# Наше творчество > Авторские песни и совместные проекты >  Прошу оценить мою первую песню.

## SeregaKZ

Очень надеюсь услышать мнения людей по поводу песни. По поводу текста и исполнения, а так же аранжировки. Пою не я, а моя знакомая.
Заранее Спасибо!!!

http:/*************.com/files/3s9wl7xi1

----------


## Malina sladkaja

Замечательно ! И муз. офрмлемие и исполнение!  :Ok: 
Чувствуется степной простор казахстана!  :Vah: 
Знаю, о чём говорю... Родом я оттуда! :Aga: 
Спасибо. :flower:

----------


## SeregaKZ

Спасибо!!! Жду следущих мнений.

----------


## Лев

> Прошу оценить мою первую песню.


Твори дальше и пусть песни будут ещё прекрасней!

----------


## biay1

> Очень надеюсь услышать мнения людей по поводу песни. По поводу текста и исполнения, а так же аранжировки.


Все соответствует жанру такой песни - и исполнение, и текст, и музыка!
Молодец! :Aga:  :Ok:  :Pivo:

----------


## SeregaKZ

Списибо, но что-то на этом форуме небольшая посещаемость =((

----------


## Лев

> Списибо, но что-то на этом форуме небольшая посещаемость =((


Ой, накликаешь :Oj: :biggrin: подожди - были реформы и летний период...

----------


## aigul

*SeregaKZ*, очень хотела послушать , но депозит жлоб. Я пол часа парилась и мне так и не дали скачать!:frown:

----------


## SeregaKZ

Вот залил на другой обменник. Кто не смог скачать с депозита.
http://rapidshare.com/files/26991667..._____.mp3.html

----------


## SeregaKZ

наверное, желающие кончились =(((
нет никаких коментариев. (((

----------


## luudvig

> желающие кончились


:biggrin::biggrin::biggrin: :Ok: 

*Добавлено через 2 минуты*
*SeregaKZ*,rapidshare матюкается...

----------


## Лев

> наверное, желающие кончились


...или... кончили:rolleyes:kuku

----------


## luudvig

*Лев*,Лёва,ну ты противный...:biggrin:

----------


## CTARый

Мне понравилось всё!Хорошо.Молодцы!

----------


## luudvig

> Очень надеюсь услышать мнения людей по поводу песни.


Нормальная песня. :Ok:

----------


## SeregaKZ

Всем Доброго времени суток. Не стал создавать новую тему, что бы не засорять форум, но если нужно будет скажите я обязательно сделаю в другой теме. Прошу опять совета, что-то у меня не получается песню спеть подскажите как исправить недостатки. Заранее Спасибо!!!
И извиняюсь за качество. Пробовал дома на Windows Movie Maker =))))

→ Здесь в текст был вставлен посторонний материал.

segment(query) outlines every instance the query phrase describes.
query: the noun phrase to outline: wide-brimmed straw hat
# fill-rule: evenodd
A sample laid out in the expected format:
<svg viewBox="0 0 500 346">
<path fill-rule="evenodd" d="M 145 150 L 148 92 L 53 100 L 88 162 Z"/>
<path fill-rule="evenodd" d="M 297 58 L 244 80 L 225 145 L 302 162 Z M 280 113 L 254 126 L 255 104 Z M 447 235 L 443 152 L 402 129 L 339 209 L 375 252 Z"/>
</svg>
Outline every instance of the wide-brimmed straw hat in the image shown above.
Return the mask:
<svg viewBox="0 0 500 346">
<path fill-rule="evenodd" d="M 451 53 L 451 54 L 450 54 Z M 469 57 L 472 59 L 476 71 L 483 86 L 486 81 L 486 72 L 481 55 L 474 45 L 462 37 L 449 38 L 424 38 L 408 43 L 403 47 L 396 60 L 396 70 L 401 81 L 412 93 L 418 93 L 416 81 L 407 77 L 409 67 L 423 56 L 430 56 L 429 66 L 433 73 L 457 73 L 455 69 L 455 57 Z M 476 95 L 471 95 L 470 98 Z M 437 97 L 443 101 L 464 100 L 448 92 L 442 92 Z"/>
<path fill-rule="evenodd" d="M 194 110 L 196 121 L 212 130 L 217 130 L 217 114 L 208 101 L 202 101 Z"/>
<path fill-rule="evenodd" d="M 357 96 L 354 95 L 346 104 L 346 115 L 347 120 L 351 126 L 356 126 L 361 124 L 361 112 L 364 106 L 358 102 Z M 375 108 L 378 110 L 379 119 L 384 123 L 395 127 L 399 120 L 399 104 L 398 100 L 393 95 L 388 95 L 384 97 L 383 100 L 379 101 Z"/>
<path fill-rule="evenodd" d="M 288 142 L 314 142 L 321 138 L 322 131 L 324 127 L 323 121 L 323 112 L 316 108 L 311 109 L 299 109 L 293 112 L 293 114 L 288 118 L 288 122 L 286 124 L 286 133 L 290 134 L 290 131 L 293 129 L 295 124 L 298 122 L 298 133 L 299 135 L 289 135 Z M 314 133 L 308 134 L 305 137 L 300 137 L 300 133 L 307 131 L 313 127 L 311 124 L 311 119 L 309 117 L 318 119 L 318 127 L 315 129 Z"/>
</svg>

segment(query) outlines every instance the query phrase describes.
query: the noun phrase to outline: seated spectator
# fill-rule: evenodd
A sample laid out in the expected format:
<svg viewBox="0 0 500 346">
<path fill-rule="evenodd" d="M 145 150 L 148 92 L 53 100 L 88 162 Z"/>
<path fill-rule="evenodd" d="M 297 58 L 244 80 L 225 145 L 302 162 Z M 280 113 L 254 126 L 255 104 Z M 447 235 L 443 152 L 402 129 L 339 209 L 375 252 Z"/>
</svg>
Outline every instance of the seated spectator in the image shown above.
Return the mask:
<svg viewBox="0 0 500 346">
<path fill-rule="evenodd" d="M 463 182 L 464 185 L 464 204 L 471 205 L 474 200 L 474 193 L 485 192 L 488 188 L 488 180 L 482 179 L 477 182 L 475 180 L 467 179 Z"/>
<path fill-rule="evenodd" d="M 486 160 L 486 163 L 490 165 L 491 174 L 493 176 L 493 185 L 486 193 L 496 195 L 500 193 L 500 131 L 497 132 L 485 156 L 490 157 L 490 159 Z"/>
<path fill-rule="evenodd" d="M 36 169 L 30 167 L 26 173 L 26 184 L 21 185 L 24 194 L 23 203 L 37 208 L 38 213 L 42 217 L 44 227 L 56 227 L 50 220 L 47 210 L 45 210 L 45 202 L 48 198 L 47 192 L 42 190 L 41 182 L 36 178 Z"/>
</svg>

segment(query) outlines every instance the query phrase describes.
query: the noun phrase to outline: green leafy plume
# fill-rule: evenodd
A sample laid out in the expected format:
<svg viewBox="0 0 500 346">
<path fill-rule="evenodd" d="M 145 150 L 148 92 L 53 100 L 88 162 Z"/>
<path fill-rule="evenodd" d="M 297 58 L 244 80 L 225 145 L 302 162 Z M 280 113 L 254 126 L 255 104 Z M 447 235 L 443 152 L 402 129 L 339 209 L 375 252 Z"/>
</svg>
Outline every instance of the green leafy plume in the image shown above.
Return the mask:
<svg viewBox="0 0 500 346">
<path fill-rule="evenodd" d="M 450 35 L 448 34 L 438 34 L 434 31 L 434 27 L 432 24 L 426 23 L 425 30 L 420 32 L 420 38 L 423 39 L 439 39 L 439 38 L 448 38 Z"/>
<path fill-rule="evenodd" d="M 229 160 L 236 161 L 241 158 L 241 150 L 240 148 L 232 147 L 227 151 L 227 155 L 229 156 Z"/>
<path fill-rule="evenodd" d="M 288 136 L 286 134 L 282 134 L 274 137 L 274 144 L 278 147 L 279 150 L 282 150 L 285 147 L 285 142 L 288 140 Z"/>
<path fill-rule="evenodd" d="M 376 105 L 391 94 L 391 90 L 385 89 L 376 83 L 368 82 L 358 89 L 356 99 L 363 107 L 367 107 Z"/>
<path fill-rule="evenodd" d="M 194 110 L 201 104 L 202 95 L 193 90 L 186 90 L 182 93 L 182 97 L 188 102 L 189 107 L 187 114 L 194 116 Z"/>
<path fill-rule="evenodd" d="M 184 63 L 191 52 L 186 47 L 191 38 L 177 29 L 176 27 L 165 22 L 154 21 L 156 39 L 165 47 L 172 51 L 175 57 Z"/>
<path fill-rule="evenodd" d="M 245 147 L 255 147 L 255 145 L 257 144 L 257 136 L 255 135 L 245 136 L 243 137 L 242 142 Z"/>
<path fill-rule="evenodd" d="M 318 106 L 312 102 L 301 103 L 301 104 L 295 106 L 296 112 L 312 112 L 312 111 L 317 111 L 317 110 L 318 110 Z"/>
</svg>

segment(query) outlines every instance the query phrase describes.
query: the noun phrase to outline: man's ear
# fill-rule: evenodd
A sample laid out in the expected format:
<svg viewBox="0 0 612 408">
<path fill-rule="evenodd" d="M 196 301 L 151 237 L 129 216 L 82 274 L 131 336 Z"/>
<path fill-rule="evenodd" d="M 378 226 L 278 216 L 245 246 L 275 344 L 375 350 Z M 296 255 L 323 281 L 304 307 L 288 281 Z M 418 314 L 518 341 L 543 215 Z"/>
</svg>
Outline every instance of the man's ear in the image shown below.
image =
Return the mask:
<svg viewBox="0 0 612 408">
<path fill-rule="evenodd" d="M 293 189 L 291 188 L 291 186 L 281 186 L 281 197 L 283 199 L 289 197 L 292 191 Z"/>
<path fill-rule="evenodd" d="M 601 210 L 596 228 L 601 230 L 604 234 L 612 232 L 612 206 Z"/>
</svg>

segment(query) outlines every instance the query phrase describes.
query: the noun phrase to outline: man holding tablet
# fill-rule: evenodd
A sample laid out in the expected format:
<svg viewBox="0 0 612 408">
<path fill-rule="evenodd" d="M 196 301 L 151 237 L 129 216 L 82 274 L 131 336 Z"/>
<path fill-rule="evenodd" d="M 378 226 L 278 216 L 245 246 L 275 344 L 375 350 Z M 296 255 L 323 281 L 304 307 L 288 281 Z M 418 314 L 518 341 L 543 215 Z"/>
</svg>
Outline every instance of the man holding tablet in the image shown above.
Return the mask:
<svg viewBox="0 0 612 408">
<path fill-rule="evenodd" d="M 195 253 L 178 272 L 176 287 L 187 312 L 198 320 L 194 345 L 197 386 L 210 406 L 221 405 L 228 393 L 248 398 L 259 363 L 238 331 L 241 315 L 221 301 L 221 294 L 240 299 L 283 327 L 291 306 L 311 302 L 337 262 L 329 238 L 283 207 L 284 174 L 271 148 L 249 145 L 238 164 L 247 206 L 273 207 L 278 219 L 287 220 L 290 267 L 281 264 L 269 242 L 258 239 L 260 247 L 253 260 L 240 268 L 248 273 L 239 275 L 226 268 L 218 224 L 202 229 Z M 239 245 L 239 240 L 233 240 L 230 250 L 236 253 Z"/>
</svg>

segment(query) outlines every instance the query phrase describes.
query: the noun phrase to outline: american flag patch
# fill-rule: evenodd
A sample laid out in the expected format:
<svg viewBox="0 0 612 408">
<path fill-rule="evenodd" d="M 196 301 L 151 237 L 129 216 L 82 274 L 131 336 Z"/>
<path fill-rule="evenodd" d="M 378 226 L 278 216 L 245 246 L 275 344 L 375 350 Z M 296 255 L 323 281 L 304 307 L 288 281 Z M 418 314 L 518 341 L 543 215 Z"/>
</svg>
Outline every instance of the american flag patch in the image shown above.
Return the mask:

http://dump.ru/file/3560810

----------


## Лев

*SeregaKZ*,
 Хорошая песня, правда вызывает улыбку корова... споЁнный, а в остальном неплохой текст и мелодия. Надо осваивать хотя бы Аdobe Audition - зайди в раздел создание минусовок. А так аккомпанимента практически не слышно...

----------


## luudvig

*SeregaKZ*,
_Споённый полносочным молоком
Твоих коров,мычащих на закате...
Как ветренен был облак надо мной
И дни летели ветренные сами... ветер сентябриный_ и т.д.* Серёга ты чё?*:eek:

----------


## SeregaKZ

> *SeregaKZ*,
>  Хорошая песня, правда вызывает улыбку корова... споЁнный, а в остальном неплохой текст и мелодия. Надо осваивать хотя бы Аdobe Audition - зайди в раздел создание минусовок. А так аккомпанимента практически не слышно...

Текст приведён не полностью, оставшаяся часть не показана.